Micahel Ayrton, Oracle

Oracle

Michael Ayrton (1921-1975)
Oracle
bronze
1.52 m high
1963-4

Oracle is one of a series of works created over several years but dating back to Michael Ayrton's 1956 visit to Cumae, the earliest Greek colony in Italy, where the oracular cavern of the Sybil still exists below the Acropolis. His Oracles often have an emaciated look, taken from the myth that Demeter, godess of grain and fertility, takes the form of winter, awaiting the rebirth Persephone, her daughter, with the spring. As in his depictions of Pythia, Oracle sits on a tripod which has become part of the figure itself. She is rooted to the spot as she prophesizes the changing seasons for eternity.

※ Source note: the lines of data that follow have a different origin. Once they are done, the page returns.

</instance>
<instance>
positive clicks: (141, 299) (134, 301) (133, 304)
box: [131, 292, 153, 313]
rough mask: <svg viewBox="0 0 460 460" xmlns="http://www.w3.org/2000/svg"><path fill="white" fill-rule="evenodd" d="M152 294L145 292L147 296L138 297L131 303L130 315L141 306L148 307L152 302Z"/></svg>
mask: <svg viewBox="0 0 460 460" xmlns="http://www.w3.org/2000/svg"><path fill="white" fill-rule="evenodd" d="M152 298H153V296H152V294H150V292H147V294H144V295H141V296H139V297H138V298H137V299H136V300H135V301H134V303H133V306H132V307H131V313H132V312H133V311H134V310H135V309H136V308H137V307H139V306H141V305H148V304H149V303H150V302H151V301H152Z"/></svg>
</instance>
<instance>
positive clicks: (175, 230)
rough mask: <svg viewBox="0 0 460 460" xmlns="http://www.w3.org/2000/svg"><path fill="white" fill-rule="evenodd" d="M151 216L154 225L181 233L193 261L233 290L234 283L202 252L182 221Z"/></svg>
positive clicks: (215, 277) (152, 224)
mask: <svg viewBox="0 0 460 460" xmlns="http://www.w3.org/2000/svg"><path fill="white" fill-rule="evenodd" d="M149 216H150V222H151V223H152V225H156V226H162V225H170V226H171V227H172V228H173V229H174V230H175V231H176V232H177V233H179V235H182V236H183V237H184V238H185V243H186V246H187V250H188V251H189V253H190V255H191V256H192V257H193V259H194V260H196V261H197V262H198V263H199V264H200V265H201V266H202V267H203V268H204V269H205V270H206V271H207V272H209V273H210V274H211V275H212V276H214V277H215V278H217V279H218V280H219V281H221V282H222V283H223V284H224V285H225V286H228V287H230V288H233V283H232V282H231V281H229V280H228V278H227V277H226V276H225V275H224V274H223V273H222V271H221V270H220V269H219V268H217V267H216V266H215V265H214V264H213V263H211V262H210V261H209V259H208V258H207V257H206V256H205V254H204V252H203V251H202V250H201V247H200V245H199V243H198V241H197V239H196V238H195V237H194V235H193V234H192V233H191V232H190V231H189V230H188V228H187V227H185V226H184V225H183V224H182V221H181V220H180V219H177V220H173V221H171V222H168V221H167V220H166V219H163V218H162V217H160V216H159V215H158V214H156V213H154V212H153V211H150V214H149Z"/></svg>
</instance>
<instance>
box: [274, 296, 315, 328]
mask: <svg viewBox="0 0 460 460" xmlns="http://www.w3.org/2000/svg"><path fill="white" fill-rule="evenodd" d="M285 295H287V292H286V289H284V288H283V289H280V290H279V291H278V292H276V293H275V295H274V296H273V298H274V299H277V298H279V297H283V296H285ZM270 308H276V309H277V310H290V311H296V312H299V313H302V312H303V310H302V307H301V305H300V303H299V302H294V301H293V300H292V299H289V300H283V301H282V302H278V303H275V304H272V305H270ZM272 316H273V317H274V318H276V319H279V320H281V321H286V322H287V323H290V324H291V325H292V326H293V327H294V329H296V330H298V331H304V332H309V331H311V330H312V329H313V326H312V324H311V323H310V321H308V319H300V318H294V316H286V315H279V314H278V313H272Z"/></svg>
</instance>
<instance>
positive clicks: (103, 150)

Ayrton commented, 'The Minotaur evolved towards a human condition, the Oracle moved away from it towards a series of inhuman images in which her being became concentrated upon containing the prophetic voice of the god. She was to me continually and variously transformed until, irrationally, she has become identified first with the goddess Demeter, then with both Demeter and her daughter Kore, who takes the name of Persephone when she goes into the earth each winter and emerges in the spring. The Oracle exists to confirm what is already known, by prophecy. Transformed into Demeter and her daughter she confirms the changing seasons and the perpetual passage of youth into age which is what we know' (see 'work in progress 2: maze maker', Drawings and Sculpture, London, 1962).